Install and use cGPU on a Docker container - Elastic GPU Service

cGPU allows you to isolate GPU resources. This allows multiple containers to share a single GPU. It provides external services as a component of Alibaba Cloud Container Service for Kubernetes (ACK). This topic describes how to install and use cGPU on a GPU-accelerated instance.

Prerequisites

Before you start, make sure that the GPU-accelerated instance meets the following requirements:

The instance belongs to one of the following instance families: gn7i, gn6i, gn6v, gn6e, gn5i, gn5, ebmgn7i, ebmgn6i, ebmgn7e, and ebmgn6e.
The operating system of the GPU-accelerated instance is CentOS, Ubuntu, or Alibaba Cloud Linux.
The instance is installed with an NVIDIA driver of the version 418.87.01 or later.
The instance is installed with Docker 19.03.5 or later.

Background information

If you use cGPU to isolate GPU resources, you cannot request GPU memory by using Unified Virtual Memory (UVM). Therefore, you cannot request GPU memory by calling the cudaMallocManaged() operation of Compute Unified Device Architecture (CUDA) API. You can request GPU memory by using other methods. For example, you can call the cudaMalloc() operation. For more information, see Unified Memory for CUDA Beginners.

Install cGPU

We recommend that you install and use cGPU by using the Docker runtime environment of ACK, regardless of whether you are an enterprise user or an individual user. For more information, see Install and use ack-ai-installer and the GPU inspection tool.

Run cGPU

The following table describes the environment variables of cGPU. When you create a container, you can specify values for the environment variables to adjust the computing power that the container can obtain by using cGPU.

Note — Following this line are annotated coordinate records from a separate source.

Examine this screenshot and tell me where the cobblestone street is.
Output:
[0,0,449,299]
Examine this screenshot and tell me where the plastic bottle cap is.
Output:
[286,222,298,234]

Environment variable	Type	Description	Example
CGPU_DISABLE	Boolean	Specifies whether to enable cGPU. Valid values: false: enables cGPU. true: disables cGPU and uses the default NVIDIA container service.	If the `CGPU_DISABLE` parameter is not set, the default value (false) is used, and CGPU is enabled. If the `CGPU_DISABLE` parameter is set to true, the cGPU service is disabled.
ALIYUN_COM_GPU_MEM_DEV	Integer	The total memory of each GPU on a GPU-accelerated instance. The value of this variable varies is based on the instance type. Note The value of this variable must be an integer. Unit: GiB.	A GPU-accelerated instance of the ecs.gn6i-c4g1.xlarge instance type is configured with an NVIDIA^® Tesla ^® T4 GPU. If you run the nvidia-smi command on the instance, the command output shows that the total memory of the GPU is 15,109 MiB. Then, you can set this variable to the rounded value 15 GiB.
ALIYUN_COM_GPU_MEM_CONTAINER	Integer	The GPU memory that is allocated to the container. This variable is used together with ALIYUN_COM_GPU_MEM_DEV. If this variable is not specified or is set to 0, the default NVIDIA container service is used instead of cGPU.	If you use a GPU whose total memory is 15 GiB, and you set `ALIYUN_COM_GPU_MEM_DEV` to 15 and `ALIYUN_COM_GPU_MEM_CONTAINER` to 1, the container obtains 1 GiB of the GPU memory.
ALIYUN_COM_GPU_VISIBLE_DEVICES	Integer or uuid	The GPU that is allocated to the container.	If you use a GPU-accelerated instance that is configured with four GPUs, you can run the nvidia-smi -L command to view the device numbers and UUIDs of the GPUs. The following command output is returned: `GPU 0: Tesla T4 (UUID: GPU-b084ae33-e244-0959-cd97-83**) GPU 1: Tesla T4 (UUID: GPU-3eb465ad-407c-4a23-0c5f-bb) GPU 2: Tesla T4 (UUID: GPU-2fce61ea-2424-27ec-a2f1-8b) GPU 3: Tesla T4 (UUID: GPU-22401369-db12-c6ce-fc48-d7)` Configure the following environment variables: Set `ALIYUN_COM_GPU_VISIBLE_DEVICES` to 0,1. The first and second GPUs are allocated to the container. Set `ALIYUN_COM_GPU_VISIBLE_DEVICES` to GPU-b084ae33-e244-0959-cd97-83,GPU-3eb465ad-407c-4a23-0c5f-bb,GPU-2fce61ea-2424-27ec-a2f1-8b**. Three GPUs that have specific UUIDs are allocated to the container.
ALIYUN_COM_GPU_SCHD_WEIGHT	Integer	The weight based on which the container obtains computing power. Valid values: 1 to max_inst.	None.
ALIYUN_COM_GPU_HIGH_PRIO	Integer	Specifies whether to configure a high priority for the container. Default value: 0. Valid values: 0: configures a regular priority for the container. Default value: 0. 1: configures a high priority for the container. We recommend that you configure at least one high-priority container for each GPU. This way, the computing power of GPUs is allocated to high-priority containers based on the scheduling policy that is specified by the policy parameter. If a GPU task runs in a high-priority container, the container is not restricted by the scheduling policy and can preempt the computing power of the GPU. If no GPU task runs in a high-priority container, the container is not involved in the scheduling process and cannot be allocated with the computing power of the GPU.	0

The following example shows how to use cGPU to allow two containers to share a single GPU on a GPU-accelerated instance of the ecs.gn6i-c4g1.xlarge instance type.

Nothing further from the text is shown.